The type of the vector x is not restricted; it only must have
an as.character method and be sortable (by
sort.list).
Ordered factors differ from factors only in their class, but methods
and the model-fitting functions treat the two classes quite differently.
The encoding of the vector happens as follows. First all the values
in exclude are removed from levels. If x[i]
equals levels[j], then the i-th element of the result is
j. If no match is found for x[i] in levels
(which will happen for excluded values) then the i-th element
of the result is set to NA.
Normally the ‘levels’ used as an attribute of the result are
the reduced set of levels after removing those in exclude, but
this can be altered by supplying labels. This should either
be a set of new labels for the levels, or a character string, in
which case the levels are that character string with a sequence
number appended.
factor(x, exclude = NULL) applied to a factor without
NAs is a no-operation unless there are unused levels: in
that case, a factor with the reduced level set is returned. If
exclude is used, since R version 3.4.0, excluding non-existing
character levels is equivalent to excluding nothing, and when
exclude is a character vector, that is
applied to the levels of x.
Alternatively, exclude can be factor with the same level set as
x and will exclude the levels present in exclude.

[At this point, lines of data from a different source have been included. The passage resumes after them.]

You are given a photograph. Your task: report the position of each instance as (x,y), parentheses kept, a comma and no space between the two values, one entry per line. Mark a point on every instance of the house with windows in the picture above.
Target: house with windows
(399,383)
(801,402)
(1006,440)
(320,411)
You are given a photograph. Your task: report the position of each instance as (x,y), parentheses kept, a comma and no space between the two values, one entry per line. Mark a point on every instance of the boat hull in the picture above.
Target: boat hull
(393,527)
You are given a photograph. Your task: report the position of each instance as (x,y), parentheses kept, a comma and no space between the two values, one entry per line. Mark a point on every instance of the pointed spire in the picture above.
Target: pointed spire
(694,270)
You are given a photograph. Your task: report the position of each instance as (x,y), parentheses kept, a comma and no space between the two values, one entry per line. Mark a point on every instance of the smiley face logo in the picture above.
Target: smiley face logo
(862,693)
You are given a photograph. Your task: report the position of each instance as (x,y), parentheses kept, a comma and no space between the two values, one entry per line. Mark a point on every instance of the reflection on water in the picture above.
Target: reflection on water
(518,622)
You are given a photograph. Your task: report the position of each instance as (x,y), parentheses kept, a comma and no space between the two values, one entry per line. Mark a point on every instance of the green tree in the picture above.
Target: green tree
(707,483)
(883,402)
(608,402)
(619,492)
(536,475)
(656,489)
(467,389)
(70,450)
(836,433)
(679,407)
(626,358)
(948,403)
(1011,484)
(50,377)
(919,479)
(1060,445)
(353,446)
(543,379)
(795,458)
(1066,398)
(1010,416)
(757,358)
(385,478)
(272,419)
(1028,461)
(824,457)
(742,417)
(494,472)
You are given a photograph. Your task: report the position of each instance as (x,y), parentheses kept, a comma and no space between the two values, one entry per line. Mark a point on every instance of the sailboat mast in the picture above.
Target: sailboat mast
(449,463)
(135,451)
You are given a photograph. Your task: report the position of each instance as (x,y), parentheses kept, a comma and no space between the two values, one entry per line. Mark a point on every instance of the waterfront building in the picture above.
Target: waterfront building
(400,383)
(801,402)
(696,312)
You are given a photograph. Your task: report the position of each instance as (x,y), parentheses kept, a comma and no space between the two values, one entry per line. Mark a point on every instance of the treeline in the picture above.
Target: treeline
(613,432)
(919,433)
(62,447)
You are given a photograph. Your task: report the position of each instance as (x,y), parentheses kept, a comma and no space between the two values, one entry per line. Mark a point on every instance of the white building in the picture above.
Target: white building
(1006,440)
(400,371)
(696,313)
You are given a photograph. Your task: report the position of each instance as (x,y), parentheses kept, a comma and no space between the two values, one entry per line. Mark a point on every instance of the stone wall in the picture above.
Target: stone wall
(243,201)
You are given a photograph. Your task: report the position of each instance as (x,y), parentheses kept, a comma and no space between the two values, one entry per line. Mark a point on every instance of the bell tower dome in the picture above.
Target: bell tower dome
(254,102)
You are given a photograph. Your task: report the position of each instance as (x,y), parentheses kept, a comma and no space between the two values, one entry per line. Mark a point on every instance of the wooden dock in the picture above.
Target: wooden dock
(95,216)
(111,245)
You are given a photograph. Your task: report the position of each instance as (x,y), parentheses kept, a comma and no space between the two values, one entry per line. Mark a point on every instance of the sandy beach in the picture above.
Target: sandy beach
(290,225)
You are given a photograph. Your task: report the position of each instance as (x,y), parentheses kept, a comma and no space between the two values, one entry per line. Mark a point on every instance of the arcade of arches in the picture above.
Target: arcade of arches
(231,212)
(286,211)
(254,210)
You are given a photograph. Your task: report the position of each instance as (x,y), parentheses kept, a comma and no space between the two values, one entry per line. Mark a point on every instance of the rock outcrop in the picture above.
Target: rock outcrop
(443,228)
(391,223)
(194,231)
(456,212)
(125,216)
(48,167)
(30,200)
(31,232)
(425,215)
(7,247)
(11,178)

The codes of a factor may contain NA. For a numeric
x, set exclude = NULL to make NA an extra
level (prints as <NA>); by default, this is the last level.
If NA is a level, the way to set a code to be missing (as
opposed to the code of the missing level) is to
use is.na on the left-hand-side of an assignment (as in
is.na(f)[i] <- TRUE; indexing inside is.na does not work).
Under those circumstances missing values are currently printed as
<NA>, i.e., identical to entries of level NA.
is.factor is generic: you can write methods to handle
specific classes of objects, see InternalMethods.
Where levels is not supplied, unique is called.
Since factors typically have quite a small number of levels, for large
vectors x it is helpful to supply nmax as an upper bound
on the number of unique values.